Genetik işleyişi farklılaşan hücrelerin normalden daha sık bölünmeye başladıklarını ifade eden Prof.Dr. Iraz, “Hızlı çoğalan bu hücrelerde normalde olması gereken programlı hücre ölümü ortadan kalkar. Ölümsüz, sürekli çoğalan bir hücre grubu oluşur. Bu hızlı çoğalan ve ölümsüzleşen asi hücre grubuna da kanser denilir. Kanser dokusu büyüdükçe çevredeki damarlardan kanser dokusunun kan, oksijen ve besin ihtiyacını karşılayacak yeni damarlar gelişir. Akciğer, meme, mide-bağırsak sistemi, pankreas, prostat, yumurtalıklar, rahim gibi içi boş organlar ve salgı bezlerinin içini döşeyen epitel hücreleri sürekli bir salgı faaliyeti içerisindedirler. Ayrıca epitel hücrelerinin üzerine yerleştikleri bazal membran denilen bir zemin vardır. Bu zemin yine epitel hücresinin kendisi tarafından yapılır. Kanserleşen epitel dokuları normal salgı fonksiyonlarını yapamazlar aynı zamanda normalde üzerine tutundukları bazal membranı da yapamazlar. Bu durumda kanser dokusu organın hem iç hem de dış kısmına doğru büyümeye başlar. Kan ve lenf damarlarına ulaştığında ise diğer organlara yayılma şansı bulmuş olur. Bu şekilde kanserin köken aldığı organdan başka bir organa yayılmasına metastaz (sıçrama) denilir. Kanserde tedavi kanser hücresinin direkt öldürülmesi veya olgunlaşmamış olan kanser hücresinin tam olgunlaşmış epitel hücresi haline dönüşebilmesi için eksiklerinin giderilmesi ve kanserleşmeye neden olan çevresel faktörlerin ortadan kaldırılması şeklinde bir tedavi protokolü oluşturulabilir. Fitoterapi (bitki veya bitkisel ürünlerle yapılan tedavi) kanser tedavisinde yeniden parlayan bir destek tedavisi şeklidir. Son yıllarda, hayat tarzını değiştirerek ve bitkisel ürünler kullanarak kanserden tamamen kurtulan bir çok hasta bulunmaktadır” diye konuştu.

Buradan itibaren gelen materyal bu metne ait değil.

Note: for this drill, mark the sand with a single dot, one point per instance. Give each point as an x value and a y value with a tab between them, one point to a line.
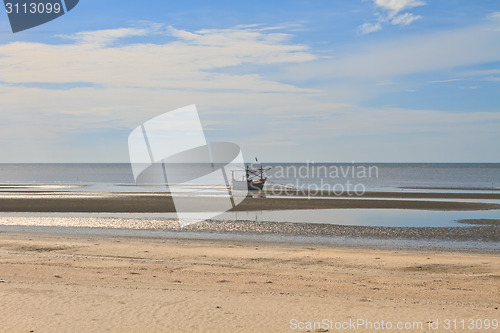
67	283
133	202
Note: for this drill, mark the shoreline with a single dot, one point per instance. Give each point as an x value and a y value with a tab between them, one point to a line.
162	202
90	283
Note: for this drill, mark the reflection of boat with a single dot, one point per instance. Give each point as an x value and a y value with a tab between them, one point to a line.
253	180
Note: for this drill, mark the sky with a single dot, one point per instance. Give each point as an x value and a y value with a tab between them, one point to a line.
288	81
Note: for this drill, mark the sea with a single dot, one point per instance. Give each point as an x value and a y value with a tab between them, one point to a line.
21	179
370	177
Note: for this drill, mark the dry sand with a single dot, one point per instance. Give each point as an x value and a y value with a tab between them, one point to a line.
61	283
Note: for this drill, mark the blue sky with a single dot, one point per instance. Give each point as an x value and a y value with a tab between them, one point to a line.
333	81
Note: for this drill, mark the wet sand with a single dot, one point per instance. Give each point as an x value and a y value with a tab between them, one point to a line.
133	202
63	283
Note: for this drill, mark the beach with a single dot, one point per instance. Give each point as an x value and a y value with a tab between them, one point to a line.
81	261
88	283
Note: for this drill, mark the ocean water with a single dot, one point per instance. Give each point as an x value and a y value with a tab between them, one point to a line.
336	177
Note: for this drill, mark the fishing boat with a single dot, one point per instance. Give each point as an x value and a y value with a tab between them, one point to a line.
253	179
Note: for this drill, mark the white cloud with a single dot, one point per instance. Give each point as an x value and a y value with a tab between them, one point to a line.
389	12
396	6
105	36
416	54
192	61
367	28
405	19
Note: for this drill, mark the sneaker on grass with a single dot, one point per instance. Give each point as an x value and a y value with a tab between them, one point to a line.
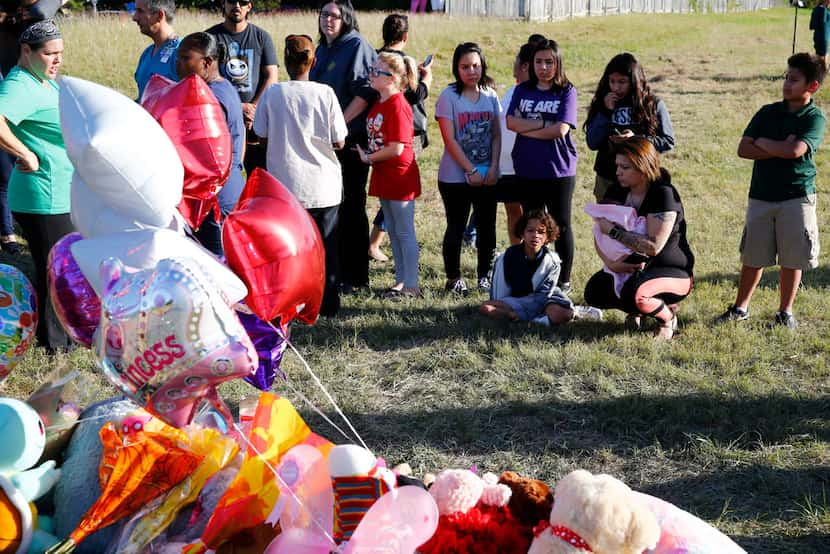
733	313
785	319
457	286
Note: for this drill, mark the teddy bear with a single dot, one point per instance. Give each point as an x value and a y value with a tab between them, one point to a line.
595	513
531	499
474	517
24	438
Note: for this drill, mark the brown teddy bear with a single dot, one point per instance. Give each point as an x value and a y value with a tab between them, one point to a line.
596	513
531	500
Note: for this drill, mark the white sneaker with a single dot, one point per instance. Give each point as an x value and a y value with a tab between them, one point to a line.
587	312
541	320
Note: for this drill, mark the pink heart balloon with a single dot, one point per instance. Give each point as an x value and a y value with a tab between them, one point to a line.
398	523
167	338
305	491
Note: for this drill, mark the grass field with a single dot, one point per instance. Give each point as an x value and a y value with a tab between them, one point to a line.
731	423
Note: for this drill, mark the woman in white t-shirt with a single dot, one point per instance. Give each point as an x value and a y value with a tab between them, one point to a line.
467	113
303	124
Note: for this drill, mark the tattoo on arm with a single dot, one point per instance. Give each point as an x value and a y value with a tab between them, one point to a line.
636	242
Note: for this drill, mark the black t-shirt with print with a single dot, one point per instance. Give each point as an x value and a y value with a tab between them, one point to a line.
247	53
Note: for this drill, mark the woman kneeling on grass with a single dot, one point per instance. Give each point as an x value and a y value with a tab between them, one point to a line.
658	273
395	177
525	276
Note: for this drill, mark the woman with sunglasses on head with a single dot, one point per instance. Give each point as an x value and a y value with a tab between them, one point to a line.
646	273
40	181
344	57
303	127
202	54
395	176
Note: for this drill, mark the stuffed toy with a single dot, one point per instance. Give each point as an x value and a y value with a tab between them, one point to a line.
531	500
474	517
24	438
358	479
595	513
683	533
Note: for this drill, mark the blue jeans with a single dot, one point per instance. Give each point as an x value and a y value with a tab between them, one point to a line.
400	224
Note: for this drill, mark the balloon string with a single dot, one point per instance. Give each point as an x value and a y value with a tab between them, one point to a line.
320	384
316	409
67	425
285	487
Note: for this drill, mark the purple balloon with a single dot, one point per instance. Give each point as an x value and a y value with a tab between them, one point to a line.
77	306
270	347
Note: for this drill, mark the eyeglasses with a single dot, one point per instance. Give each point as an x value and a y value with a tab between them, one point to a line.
375	72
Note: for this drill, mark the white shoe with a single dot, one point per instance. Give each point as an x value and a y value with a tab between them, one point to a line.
587	312
541	320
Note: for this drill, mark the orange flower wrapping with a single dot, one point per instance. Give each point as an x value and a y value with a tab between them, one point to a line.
133	472
249	499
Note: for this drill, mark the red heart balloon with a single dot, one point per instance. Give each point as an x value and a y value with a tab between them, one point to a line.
274	246
193	119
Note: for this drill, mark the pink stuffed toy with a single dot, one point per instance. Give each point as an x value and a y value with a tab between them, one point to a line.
474	517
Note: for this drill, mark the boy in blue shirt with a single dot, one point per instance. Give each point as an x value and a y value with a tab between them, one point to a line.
781	226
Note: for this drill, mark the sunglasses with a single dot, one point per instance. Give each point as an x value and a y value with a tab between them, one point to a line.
375	72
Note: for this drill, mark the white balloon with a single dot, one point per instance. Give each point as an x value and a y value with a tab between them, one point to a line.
346	460
120	152
144	249
92	216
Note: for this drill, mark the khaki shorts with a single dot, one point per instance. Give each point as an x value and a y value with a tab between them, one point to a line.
781	233
601	186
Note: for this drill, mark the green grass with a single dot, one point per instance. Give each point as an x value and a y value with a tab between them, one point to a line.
731	423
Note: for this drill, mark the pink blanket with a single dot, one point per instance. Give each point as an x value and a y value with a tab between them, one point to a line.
627	218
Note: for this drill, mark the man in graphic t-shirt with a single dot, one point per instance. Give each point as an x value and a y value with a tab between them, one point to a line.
251	67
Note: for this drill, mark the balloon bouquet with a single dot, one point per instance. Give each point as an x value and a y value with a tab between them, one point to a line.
158	309
168	322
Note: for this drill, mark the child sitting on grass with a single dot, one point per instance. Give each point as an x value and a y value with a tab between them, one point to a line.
525	276
781	228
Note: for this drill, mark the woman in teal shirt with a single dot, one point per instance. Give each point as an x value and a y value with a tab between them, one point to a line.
39	184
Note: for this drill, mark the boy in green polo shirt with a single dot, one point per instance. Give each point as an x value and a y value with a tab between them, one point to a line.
782	139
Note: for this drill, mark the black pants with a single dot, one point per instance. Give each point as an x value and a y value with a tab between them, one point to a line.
326	220
458	198
353	227
644	293
254	154
556	196
6	222
42	232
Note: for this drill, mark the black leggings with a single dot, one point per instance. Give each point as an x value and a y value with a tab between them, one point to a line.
458	198
556	196
353	227
42	231
644	293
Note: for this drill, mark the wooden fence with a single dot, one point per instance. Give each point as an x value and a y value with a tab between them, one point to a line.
546	10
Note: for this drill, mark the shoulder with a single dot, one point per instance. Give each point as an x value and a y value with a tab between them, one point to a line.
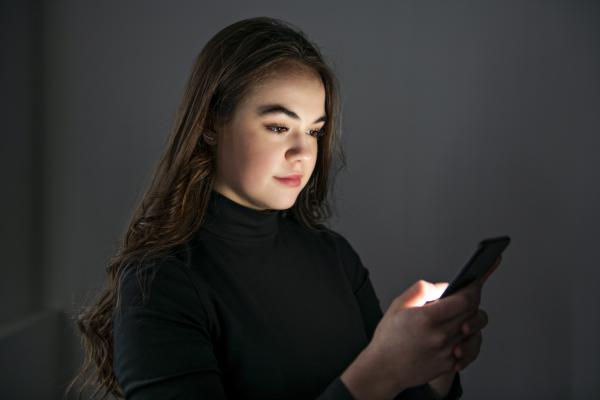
160	284
349	258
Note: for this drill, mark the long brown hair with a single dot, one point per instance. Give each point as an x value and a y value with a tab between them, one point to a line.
173	207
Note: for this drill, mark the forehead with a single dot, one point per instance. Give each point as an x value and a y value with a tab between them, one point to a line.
301	89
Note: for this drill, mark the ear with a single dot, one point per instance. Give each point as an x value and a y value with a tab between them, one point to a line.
209	137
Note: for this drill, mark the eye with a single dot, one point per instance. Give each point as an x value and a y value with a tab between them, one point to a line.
278	130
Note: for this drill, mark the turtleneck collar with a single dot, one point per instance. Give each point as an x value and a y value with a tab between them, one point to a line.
230	220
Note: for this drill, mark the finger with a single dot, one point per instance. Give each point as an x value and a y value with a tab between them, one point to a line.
458	305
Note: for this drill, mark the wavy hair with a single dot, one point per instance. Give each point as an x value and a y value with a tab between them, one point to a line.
173	206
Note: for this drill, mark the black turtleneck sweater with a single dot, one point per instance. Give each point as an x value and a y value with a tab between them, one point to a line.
255	306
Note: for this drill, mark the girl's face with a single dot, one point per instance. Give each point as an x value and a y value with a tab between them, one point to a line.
252	151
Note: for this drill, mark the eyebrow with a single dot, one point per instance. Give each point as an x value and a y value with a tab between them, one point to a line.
278	108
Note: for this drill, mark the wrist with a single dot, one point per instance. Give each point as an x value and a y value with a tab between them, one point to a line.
367	379
441	385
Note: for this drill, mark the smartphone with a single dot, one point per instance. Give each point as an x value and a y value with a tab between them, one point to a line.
480	264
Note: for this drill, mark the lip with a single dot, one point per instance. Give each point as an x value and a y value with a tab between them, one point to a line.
294	181
290	176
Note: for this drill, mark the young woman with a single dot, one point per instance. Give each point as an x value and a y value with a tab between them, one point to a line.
229	286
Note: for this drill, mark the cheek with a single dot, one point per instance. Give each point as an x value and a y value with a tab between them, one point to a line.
256	162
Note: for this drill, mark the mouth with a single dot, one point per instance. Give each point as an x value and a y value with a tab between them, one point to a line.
294	181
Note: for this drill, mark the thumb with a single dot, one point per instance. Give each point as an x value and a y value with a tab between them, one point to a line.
420	293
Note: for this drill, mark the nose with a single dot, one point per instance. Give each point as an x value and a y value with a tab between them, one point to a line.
302	146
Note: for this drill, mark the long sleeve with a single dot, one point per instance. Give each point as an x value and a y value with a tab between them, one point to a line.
162	345
371	312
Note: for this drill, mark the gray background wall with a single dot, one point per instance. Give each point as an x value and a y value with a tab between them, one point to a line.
462	120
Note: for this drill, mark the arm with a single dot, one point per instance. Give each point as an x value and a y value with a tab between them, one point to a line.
162	345
361	377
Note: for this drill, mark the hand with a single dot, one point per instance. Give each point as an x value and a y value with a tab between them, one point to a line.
467	351
414	341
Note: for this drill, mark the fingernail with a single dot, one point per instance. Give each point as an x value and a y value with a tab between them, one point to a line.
466	329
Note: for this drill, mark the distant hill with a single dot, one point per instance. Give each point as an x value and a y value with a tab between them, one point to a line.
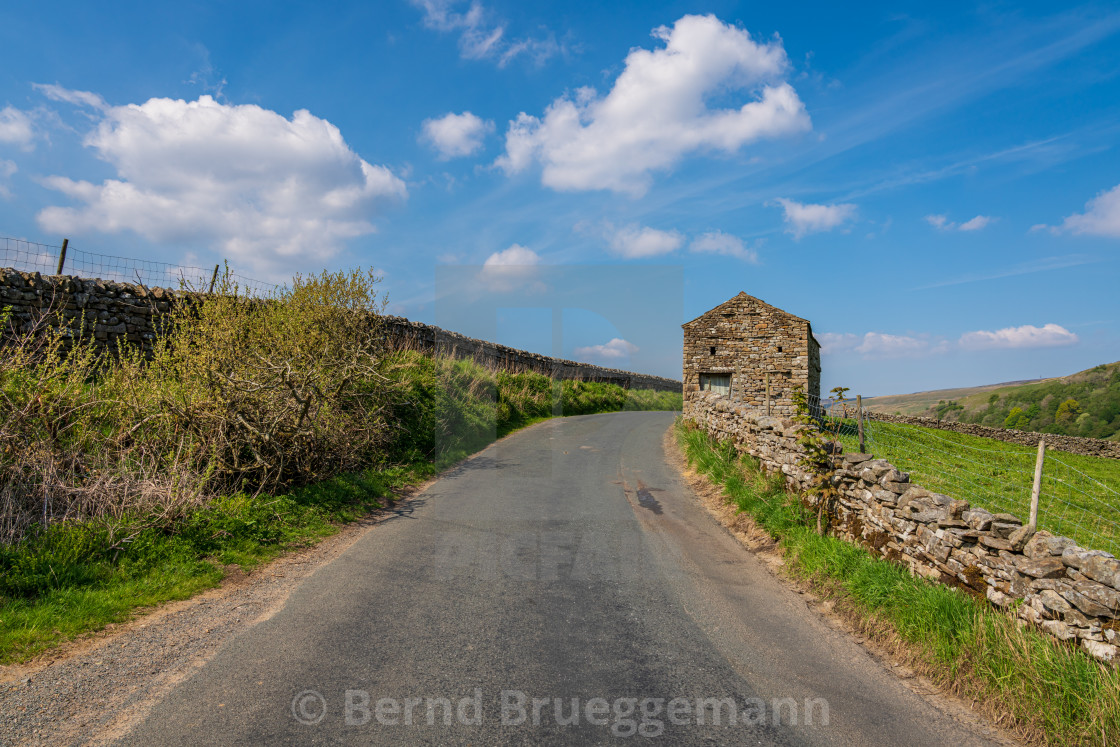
1085	403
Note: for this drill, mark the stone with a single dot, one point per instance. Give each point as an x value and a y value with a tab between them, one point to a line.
995	542
884	496
1002	530
913	494
1020	537
1041	584
1058	629
998	598
1106	570
1053	601
1084	604
1074	557
1044	543
1074	617
978	519
1044	568
1029	614
931	516
1104	652
1100	594
894	476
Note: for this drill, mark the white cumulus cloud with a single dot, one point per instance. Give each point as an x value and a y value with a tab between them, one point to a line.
1050	335
977	223
482	35
615	349
456	134
56	92
7	169
636	241
511	269
717	242
658	111
879	345
16	128
268	192
1101	216
942	223
803	218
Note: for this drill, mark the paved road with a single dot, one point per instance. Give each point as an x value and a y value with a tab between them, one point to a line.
565	567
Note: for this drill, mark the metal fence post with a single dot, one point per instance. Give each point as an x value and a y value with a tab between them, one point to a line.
859	421
1038	483
62	255
767	392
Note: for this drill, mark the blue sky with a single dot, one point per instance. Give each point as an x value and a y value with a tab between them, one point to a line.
935	187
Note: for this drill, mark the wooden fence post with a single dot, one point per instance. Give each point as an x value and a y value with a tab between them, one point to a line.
859	421
1038	483
62	255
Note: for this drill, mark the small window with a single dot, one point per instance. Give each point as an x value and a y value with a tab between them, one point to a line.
718	383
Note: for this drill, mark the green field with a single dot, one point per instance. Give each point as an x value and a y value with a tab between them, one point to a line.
1080	496
1048	693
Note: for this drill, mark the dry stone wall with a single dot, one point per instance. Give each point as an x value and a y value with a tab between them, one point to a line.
124	314
1071	593
1092	447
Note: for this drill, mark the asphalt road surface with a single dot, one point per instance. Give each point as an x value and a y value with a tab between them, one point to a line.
561	587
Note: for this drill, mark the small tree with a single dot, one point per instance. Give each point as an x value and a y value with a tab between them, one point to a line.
817	457
1067	411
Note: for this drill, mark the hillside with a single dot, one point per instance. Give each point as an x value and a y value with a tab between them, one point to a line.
1085	403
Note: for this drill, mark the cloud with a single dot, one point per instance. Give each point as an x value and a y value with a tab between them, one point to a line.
717	242
616	349
266	190
804	218
1101	216
56	92
942	223
456	134
481	35
510	269
836	342
1050	335
658	111
977	223
879	345
636	242
7	169
16	128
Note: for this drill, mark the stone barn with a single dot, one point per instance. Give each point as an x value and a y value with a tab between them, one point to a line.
744	343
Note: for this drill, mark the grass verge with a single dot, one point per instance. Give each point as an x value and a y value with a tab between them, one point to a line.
71	578
1046	691
1080	494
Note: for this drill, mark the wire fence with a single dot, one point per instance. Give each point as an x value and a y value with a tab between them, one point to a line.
47	259
1079	495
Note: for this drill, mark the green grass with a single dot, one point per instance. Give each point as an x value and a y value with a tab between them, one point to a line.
75	578
1080	495
1055	693
72	578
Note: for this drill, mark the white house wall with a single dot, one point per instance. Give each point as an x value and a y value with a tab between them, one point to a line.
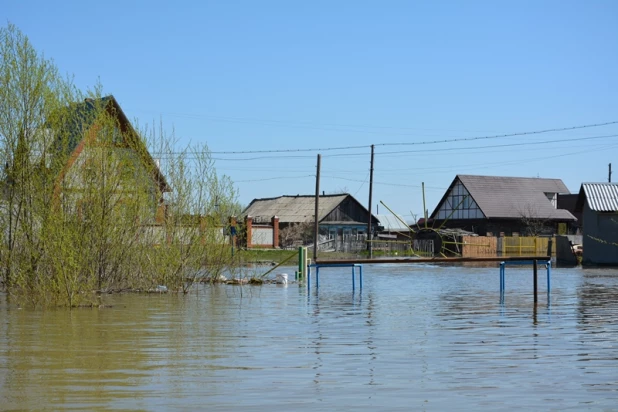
459	205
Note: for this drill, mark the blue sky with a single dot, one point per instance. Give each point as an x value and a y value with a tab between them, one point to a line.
249	76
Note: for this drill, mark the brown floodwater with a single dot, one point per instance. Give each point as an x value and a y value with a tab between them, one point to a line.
414	338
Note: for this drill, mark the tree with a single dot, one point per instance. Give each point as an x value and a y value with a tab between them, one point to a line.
31	90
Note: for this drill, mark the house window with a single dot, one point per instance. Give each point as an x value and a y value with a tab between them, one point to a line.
553	199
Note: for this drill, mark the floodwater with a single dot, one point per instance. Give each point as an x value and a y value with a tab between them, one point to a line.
417	337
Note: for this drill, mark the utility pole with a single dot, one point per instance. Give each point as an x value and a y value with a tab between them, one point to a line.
315	216
370	202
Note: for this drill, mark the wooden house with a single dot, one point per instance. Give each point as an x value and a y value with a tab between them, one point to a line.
98	149
598	203
340	216
494	205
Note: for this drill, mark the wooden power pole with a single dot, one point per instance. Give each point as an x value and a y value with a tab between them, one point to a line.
370	203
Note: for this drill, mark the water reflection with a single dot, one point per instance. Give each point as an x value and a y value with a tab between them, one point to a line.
430	338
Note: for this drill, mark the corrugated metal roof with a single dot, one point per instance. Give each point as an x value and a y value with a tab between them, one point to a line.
513	197
391	223
602	197
293	209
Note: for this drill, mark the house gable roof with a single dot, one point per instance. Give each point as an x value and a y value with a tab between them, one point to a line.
81	116
601	197
393	223
296	209
512	197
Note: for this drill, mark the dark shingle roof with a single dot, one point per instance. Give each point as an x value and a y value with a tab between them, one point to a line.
602	197
294	209
513	197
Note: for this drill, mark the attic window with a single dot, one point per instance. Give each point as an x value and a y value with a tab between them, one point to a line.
553	199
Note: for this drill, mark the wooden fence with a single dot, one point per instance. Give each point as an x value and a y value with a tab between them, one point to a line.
483	246
479	246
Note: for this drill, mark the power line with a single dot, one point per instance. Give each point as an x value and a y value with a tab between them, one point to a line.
463	139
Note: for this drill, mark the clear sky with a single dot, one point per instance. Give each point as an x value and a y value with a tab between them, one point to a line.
261	76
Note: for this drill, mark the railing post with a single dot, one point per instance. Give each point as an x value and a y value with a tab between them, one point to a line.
534	273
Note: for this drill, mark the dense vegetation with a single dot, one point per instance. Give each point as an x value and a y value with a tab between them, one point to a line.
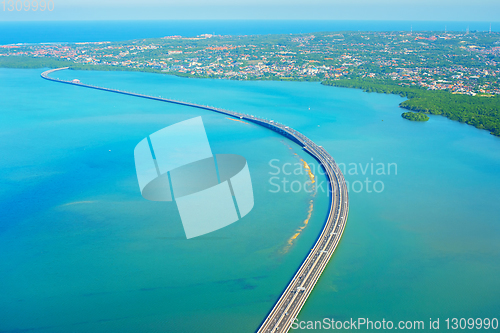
481	112
414	116
34	62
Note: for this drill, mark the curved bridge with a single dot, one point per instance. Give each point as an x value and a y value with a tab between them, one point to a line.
288	306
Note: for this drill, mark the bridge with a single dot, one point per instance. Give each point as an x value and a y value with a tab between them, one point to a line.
288	306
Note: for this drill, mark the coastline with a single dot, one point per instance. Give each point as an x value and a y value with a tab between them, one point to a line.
482	112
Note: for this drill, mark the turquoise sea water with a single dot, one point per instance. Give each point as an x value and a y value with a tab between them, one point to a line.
96	31
82	251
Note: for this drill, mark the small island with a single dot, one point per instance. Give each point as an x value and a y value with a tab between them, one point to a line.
415	116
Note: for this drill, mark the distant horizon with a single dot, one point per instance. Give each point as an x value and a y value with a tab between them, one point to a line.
69	31
365	10
256	19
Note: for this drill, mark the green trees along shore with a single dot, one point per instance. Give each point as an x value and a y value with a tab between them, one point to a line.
415	116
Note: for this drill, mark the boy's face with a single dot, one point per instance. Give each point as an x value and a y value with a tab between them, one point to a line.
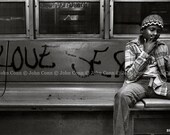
151	32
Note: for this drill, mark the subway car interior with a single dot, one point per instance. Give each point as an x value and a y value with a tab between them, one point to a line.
62	61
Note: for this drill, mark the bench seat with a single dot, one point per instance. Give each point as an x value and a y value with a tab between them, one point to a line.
68	97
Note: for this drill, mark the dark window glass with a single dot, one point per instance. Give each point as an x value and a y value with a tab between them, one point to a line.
12	18
69	18
128	16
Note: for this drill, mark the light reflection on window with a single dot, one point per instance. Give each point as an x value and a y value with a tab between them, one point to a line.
69	17
129	15
12	18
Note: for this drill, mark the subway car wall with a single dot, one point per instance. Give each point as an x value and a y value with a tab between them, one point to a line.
62	61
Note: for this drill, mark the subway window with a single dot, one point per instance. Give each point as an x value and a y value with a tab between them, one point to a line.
128	15
13	18
68	17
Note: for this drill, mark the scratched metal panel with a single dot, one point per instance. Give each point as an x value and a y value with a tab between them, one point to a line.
56	123
3	54
66	61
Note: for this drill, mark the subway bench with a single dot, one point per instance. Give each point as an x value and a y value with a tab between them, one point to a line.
149	116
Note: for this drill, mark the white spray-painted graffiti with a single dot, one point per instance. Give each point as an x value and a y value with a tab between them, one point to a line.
39	60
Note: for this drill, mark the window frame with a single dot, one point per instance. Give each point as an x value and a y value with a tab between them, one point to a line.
27	12
72	36
164	36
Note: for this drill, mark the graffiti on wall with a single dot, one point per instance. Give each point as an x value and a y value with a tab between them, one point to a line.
20	58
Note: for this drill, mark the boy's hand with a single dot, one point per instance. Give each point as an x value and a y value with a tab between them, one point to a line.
149	45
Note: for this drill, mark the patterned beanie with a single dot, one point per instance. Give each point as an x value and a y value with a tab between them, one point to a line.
152	20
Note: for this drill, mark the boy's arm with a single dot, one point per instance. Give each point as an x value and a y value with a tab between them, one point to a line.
134	65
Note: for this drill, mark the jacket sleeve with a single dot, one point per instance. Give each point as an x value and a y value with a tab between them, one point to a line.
134	64
167	62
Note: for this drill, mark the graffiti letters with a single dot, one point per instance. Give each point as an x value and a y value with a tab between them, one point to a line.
18	58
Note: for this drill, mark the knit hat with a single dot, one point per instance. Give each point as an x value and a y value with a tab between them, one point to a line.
152	20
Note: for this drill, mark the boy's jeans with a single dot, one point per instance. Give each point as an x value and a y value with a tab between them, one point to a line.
126	97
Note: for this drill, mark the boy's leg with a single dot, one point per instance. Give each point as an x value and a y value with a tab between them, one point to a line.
126	97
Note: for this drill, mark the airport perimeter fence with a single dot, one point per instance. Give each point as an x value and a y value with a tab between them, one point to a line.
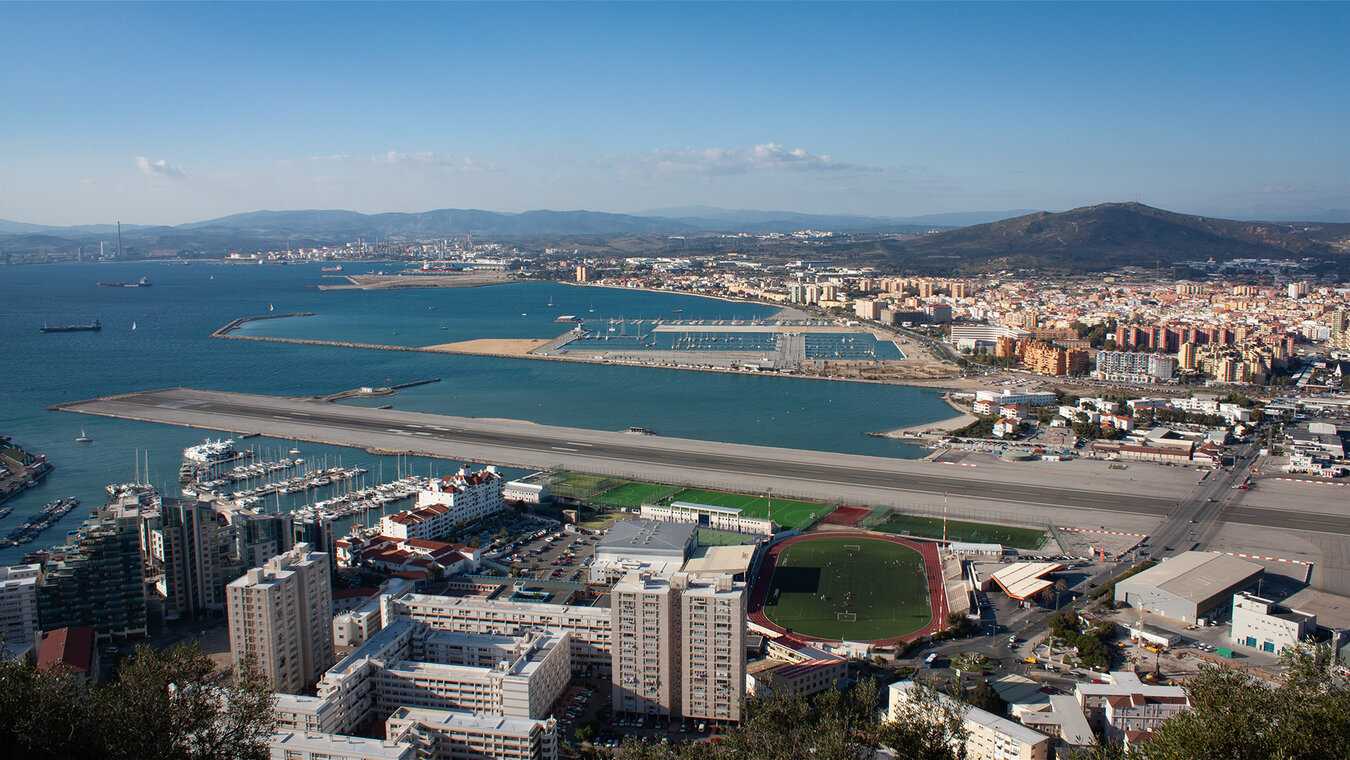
803	492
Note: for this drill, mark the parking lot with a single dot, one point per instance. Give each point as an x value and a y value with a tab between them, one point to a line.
551	555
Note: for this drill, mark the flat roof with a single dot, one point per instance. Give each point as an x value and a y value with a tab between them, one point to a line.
697	506
648	536
1195	575
718	560
1023	579
339	745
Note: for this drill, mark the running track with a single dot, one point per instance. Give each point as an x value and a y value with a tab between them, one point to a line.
932	568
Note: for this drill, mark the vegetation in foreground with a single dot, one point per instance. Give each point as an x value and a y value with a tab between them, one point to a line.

Prof. Dr. Mustafa Iraz, “Kanser hastalarında bazı özel bitkilerin, mineral ve vitaminlerin ameliyat, kemotarapi ve radyoterapi tedavileriyle birlikte veya tek başına hastaya zarar vermeden kullanılabileceğini belirmektedir. Bilinçli kullanımı durumunda fitoterapinin kanser hastalarında tedavideki başarıyı artırabilir. Fitoterapinin kanser hastalarının hayat konforunu bozmadan uygulanabilmesinin önemli bir avantaj olduğu vurgulanmaktadır. Fitoterapi kanser hastalarının sağlıklı hücrelerine zarar vermemektedir. Hatta fitoterapi kemoterapi alan hastalardaki yan etkileri de azaltabilmektedir. Rastgele, bilinçsiz bir şekilde kullanılan bitkisel tedavilerin zararlı da olabilir. Fitoterapi eğitimli hekimler tarafında uygulanması gereken bir tamamlayıcı tıp uygulamasıdır” açıklamalarında bulundu.